Tidak bisakah gue melangkahkan kaki
di saat Shubuh atau gue menaruh lembaran uang dalam kotak amal tanpa mengisi
hati dan nafsu dengan harapan untuk dipenuhi olehNya? Mengapa Tuhan memberikan
rasa putus asa, keinginan yang meletup-letup, kesedihan, kekecewaan, atau rasa
takut atas setiap usaha yang gagal hingga berhasil dilakukan oleh hambaNya? Apakah
Dia ingin disembah karena hambaNya berharap sesuatu dariNya? Tidakkah Dia ingin
dikenal, disapa, dicintai, dicumbu, dirayu oleh hambaNya dengan tanpa ancaman?

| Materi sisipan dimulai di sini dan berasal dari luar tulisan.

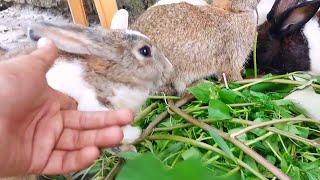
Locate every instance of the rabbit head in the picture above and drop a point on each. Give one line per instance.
(122, 55)
(193, 36)
(282, 43)
(243, 5)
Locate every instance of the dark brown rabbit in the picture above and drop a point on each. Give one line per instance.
(290, 38)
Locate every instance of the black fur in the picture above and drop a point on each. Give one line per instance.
(282, 46)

Ancaman dari kegagalan atau rasa penuh harap memperoleh impian?
||
2. Gairah? ||
Seorang pemuda dengan penuh
kesadaran menyadari, bahwa selama ini, di setiap impian yang dia goreskan pada
sebuah kertas ukuran 2*3 meter untuk ditempelkan pada dinding hanyalah usaha
untuk terus mendekatiNya. Untuk tidak lupa akan karunia yang mungkin hanya Dia
berikan pada orang-orang yang mendekatiNya atau bahkan sudah lacur menjauhiNya.

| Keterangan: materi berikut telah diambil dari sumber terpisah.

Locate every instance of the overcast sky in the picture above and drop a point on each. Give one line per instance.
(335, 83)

Gairah penyembahan yang selama ini dia tanamkan bisa jadi akan layu sebagaimana
impian yang satu per satu pupus di tengah jalan.

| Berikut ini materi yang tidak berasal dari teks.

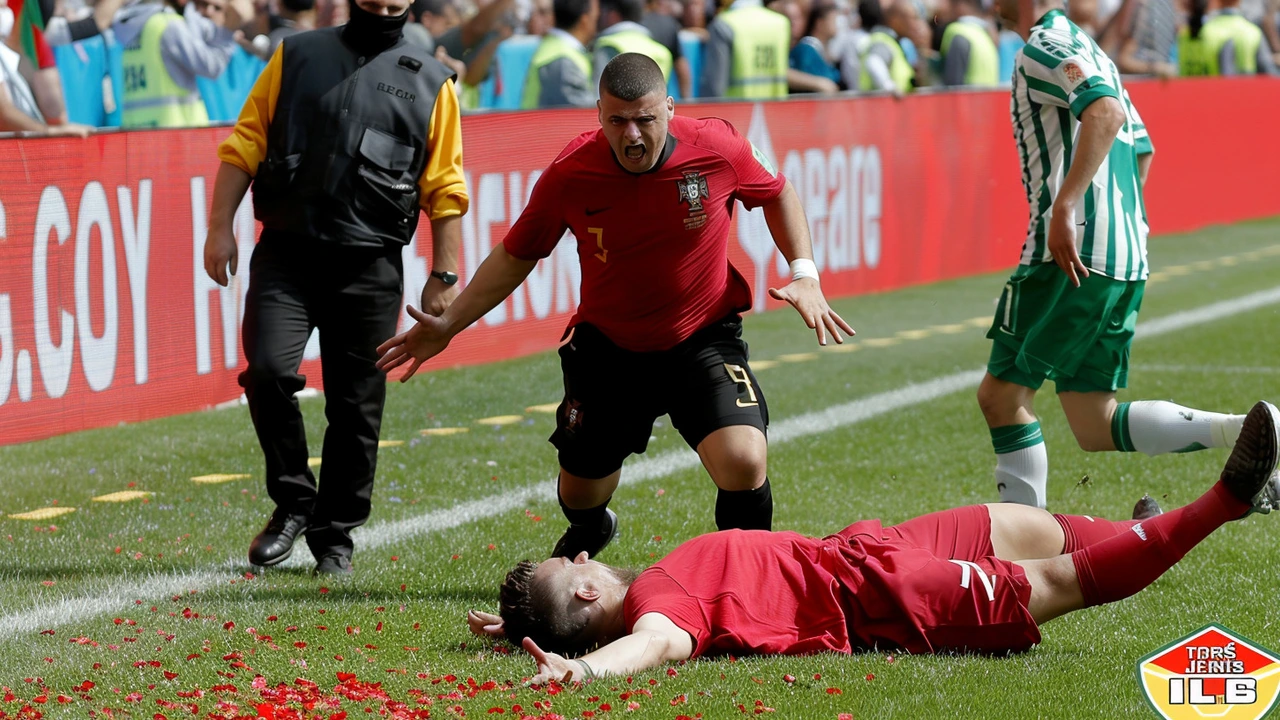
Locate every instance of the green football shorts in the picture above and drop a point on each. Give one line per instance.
(1078, 337)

Impian yang seperti setangkai bunga
mawar itu dibelinya dengan penuh harap, penuh cemas, penuh rasa takut bahwa apa
yang dia bawakan untuk Yang Dia Puja dapat membuat Dia menolah pada pemuda
tersebut. Menoleh saja. Tak lebih. Tak usah dulu tertarik pada pemuda tersebut.
Menoleh saja. Tak lebih!
Dia, pemuda tersebut, sadar betul
bahwa hanya bunga impianlah yang mungkin saja dapat menjaganya untuk terus
berdekatan, memandang dari jauh, dengan rasa tertunduk penuh malu pada Dia Yang
Terpuji. Bunga impian yang dia goreskan pada kertas tadi, bunga impian yang
dituliskan setiap 6 bulan 1 kali. Salahkah dia melakukannya?
||
3. Munafik? ||
Kamu tahu cerita pahit dari sebuah
drama percintaan? Ketika seseorang meninggalkan pasangannya tanpa menemukan
alasan untuk mencintainya lagi.
Setangkai atau bahkan beberapa
bunga impian yang telah dipetik tersebut akan layu dari tangan pemuda tersebut.
Mungkin saja dia bodoh karena tidak menyimpan bunga tersebut pada kotak yang
penuh udara untuk tetap menjaganya dapat bernafas. Kenapa juga dia tidak
menaruhnya pada kertas pembungkus yang dapat terus menyuburkan bunga mimpinya
itu? Ah! Mungkin dia terlanjur bodoh!
Dan ketika satu demi satu impiannya
gagal, maka dia mundur secara perlahan untuk terus menatap penuh rasa takut,
untuk terus memandang dengan rasa malu pada Yang Dia Puja. Jadi selama ini apa yang pemuda tersebut
tanam dalam hatinya? Sifat fasik? Atau munafik? Tidakkah pemuda tersebut mencintaiNya tanpa
neuh rasa harap dan takut?
Pada sujud terakhir malam ini, air
matanya menetes,
Air mata yang menghapus segala
optimisme meraih impiannya
Dalam nafsunya dia memahami bahwa
impian untuk membanggakan dan membahagiakan kedua orang yang paling
disayanginya mungkin tidak akan terjadi lagi. Kembali bunga tersebut akan layu.
Dan pada ½ rembulan dia mengadu,
“Apa
yang harus ku lakukan untuk dapat mencintaiMu tanpa rasa, tanpa sebab?”